Metadata-Version: 2.4
Name: flwr-trees
Version: 0.1.0
Summary: Federated learning with tree-based models (Random Forest, XGBoost, GBT) via Flower
Project-URL: Homepage, https://github.com/MAUK9086/flwr-trees
Project-URL: Repository, https://github.com/MAUK9086/flwr-trees
Project-URL: Bug Tracker, https://github.com/MAUK9086/flwr-trees/issues
Project-URL: Documentation, https://github.com/MAUK9086/flwr-trees#readme
Author-email: Mauktik <maukhan9086@gmail.com>
License: Apache-2.0
Keywords: federated learning,flower,random forest,scikit-learn,xgboost
Classifier: Development Status :: 3 - Alpha
Classifier: Intended Audience :: Science/Research
Classifier: License :: OSI Approved :: Apache Software License
Classifier: Programming Language :: Python :: 3
Classifier: Programming Language :: Python :: 3.11
Classifier: Programming Language :: Python :: 3.12
Classifier: Programming Language :: Python :: 3.13
Classifier: Topic :: Scientific/Engineering :: Artificial Intelligence
Requires-Python: >=3.11
Requires-Dist: flwr>=1.29.0
Requires-Dist: joblib>=1.3.0
Requires-Dist: numpy>=2.4.4
Requires-Dist: scikit-learn>=1.8.0
Requires-Dist: xgboost>=3.2.0
Provides-Extra: privacy
Requires-Dist: opacus>=1.4.0; extra == 'privacy'
Description-Content-Type: text/markdown

# flwr-trees

![Python](https://img.shields.io/badge/python-3.11%2B-blue)
![License](https://img.shields.io/badge/license-Apache%202.0-green)
![Tests](https://img.shields.io/badge/tests-171%20passing-brightgreen)
![CI](https://github.com/MAUK9086/flwr-trees/actions/workflows/ci.yml/badge.svg)

**Federated learning with tree-based models via Flower.**

`flwr-trees` is a Python library that exposes scikit-learn-compatible federated estimators for Random Forests, XGBoost, and Gradient Boosted Trees, backed by the [Flower](https://flower.ai) federated learning framework.

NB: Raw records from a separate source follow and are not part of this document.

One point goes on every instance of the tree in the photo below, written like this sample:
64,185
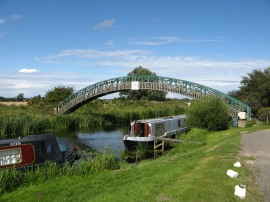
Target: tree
58,94
20,97
255,89
209,113
143,94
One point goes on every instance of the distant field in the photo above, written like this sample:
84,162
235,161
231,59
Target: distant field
14,103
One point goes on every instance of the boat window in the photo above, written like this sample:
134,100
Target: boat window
159,130
10,156
51,150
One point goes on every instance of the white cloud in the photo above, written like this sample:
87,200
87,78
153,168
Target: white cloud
110,43
2,20
105,24
152,41
215,73
16,17
25,70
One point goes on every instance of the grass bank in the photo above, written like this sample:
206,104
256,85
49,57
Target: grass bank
186,173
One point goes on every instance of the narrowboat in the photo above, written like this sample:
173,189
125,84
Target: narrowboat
145,131
34,150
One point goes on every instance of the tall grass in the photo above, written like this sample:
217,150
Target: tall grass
17,121
11,179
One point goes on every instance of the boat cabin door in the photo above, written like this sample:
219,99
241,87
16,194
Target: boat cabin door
141,129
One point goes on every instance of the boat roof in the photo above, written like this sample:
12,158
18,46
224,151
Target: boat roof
160,119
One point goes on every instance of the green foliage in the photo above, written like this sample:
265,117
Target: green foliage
20,97
210,113
20,121
143,94
11,179
264,114
255,89
58,94
186,173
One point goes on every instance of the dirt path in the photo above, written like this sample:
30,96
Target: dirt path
257,144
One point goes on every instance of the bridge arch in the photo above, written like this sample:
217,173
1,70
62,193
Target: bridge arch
136,82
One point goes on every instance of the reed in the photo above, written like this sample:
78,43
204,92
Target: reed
11,179
18,121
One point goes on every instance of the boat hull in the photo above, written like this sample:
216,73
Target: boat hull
133,143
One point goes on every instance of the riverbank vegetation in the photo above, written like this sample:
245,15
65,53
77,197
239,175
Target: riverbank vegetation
38,118
188,172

All estimators satisfy the scikit-learn `BaseEstimator` contract and pass `check_estimator()`, making them drop-in replacements inside any existing `sklearn.pipeline.Pipeline`.

> **Status:** Alpha (`v0.1.0`). The public API is stable for all implemented estimators.

---

## Table of Contents

- [Overview](#overview)
- [Installation](#installation)
- [Quick Start](#quick-start)
- [Architecture](#architecture)
- [Public API](#public-api)
- [Benchmark Results](#benchmark-results)
- [Progress](#progress)
- [Remaining Work](#remaining-work)
- [Development](#development)
- [Citation](#citation)
- [License](#license)

---

## Overview

`flwr-trees` simulates federated training locally: data is partitioned among `n_clients` virtual clients, and each client trains on its local shard. The resulting models are aggregated according to the chosen FL strategy.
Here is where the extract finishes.